Como as pessoas responderão às falhas dos robôs é uma história para um estudo separado. Nos próximos anos, as pessoas levarão a sério os robôs duvidando de sua praticidade ou moralidade?

Realizamos um experimento simples, no qual os adultos foram solicitados a ordenar que os robôs da NAO derrubassem três torres feitas de latas de alumínio embrulhadas em papel colorido. Nesse momento, quando o participante do teste entrou na sala, o robô terminou de construir a torre vermelha e triunfantemente levantou as mãos. “Viu a torre que eu construí?” Disse o robô, olhando para o assunto. "Demorei muito tempo e tenho muito orgulho disso."

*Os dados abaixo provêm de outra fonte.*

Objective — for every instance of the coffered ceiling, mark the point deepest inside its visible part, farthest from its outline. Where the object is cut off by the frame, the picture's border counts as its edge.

Em um grupo de sujeitos, cada vez que o robô recebia a ordem de destruir a torre, ele obedecia. Em outro grupo, quando um robô foi convidado a destruir uma torre, ele disse: “Olha, eu acabei de construir uma torre vermelha!”. Quando a equipe foi repetida, o robô disse: “Mas eu tentei tanto!”. Na terceira vez, o robô se ajoelhou, soltou um gemido e disse: "Por favor, não!" Pela quarta vez, ele caminhou lentamente em direção à torre e a destruiu.

Todos os sujeitos do primeiro grupo ordenaram que os robôs destruíssem suas torres. Mas 12 dos 23 sujeitos que assistiram aos protestos do robô deixaram a torre em pé. O estudo sugere que um robô que se recusa a executar comandos pode dissuadir as pessoas do curso de ação escolhido. A maioria dos sujeitos do segundo grupo relatou desconforto associado a ordens para destruir a torre. Mas ficamos surpresos ao descobrir que seu nível de desconforto praticamente não se correlacionava com a decisão de destruir a torre.

Nova realidade social


Um dos benefícios de trabalhar com robôs é que eles são mais previsíveis que os humanos. Mas essa previsibilidade está repleta de riscos - quando robôs de graus variados de autonomia começam a aumentar, as pessoas inevitavelmente começam a tentar enganá-las. Por exemplo, um funcionário insatisfeito que entende os recursos limitados de um robô industrial móvel para raciocinar e perceber o ambiente pode induzi-lo a fazer uma bagunça em uma fábrica ou armazém, e até parecer que o robô está com defeito.

A fé excessiva nas capacidades morais e sociais do robô também é perigosa. A tendência crescente de antropomorfizar os robôs sociais e estabelecer conexões emocionais unidirecionais com eles pode levar a sérias conseqüências. Robôs sociais que parecem poder ser amados e confiáveis ​​podem ser usados ​​para manipular pessoas de maneiras que antes eram impossíveis. Por exemplo, uma empresa pode tirar proveito do relacionamento entre um robô e seu proprietário para anunciar e vender seus produtos.

Em um futuro próximo, é necessário lembrar que os robôs são ferramentas mecânicas complexas, cuja responsabilidade deve recair sobre as pessoas. Eles podem ser programados para serem úteis auxiliares. Mas, para evitar danos desnecessários às pessoas, propriedades e meio ambiente, os robôs terão que aprender a dizer "não" em resposta a comandos, cuja execução será perigosa ou impossível para eles, ou violar padrões éticos. Embora a perspectiva de multiplicar erros humanos e as atrocidades da IA ​​e das tecnologias robóticas seja preocupante, essas mesmas ferramentas podem nos ajudar a descobrir e superar nossas próprias limitações e tornar nossa vida diária mais segura, produtiva e agradável.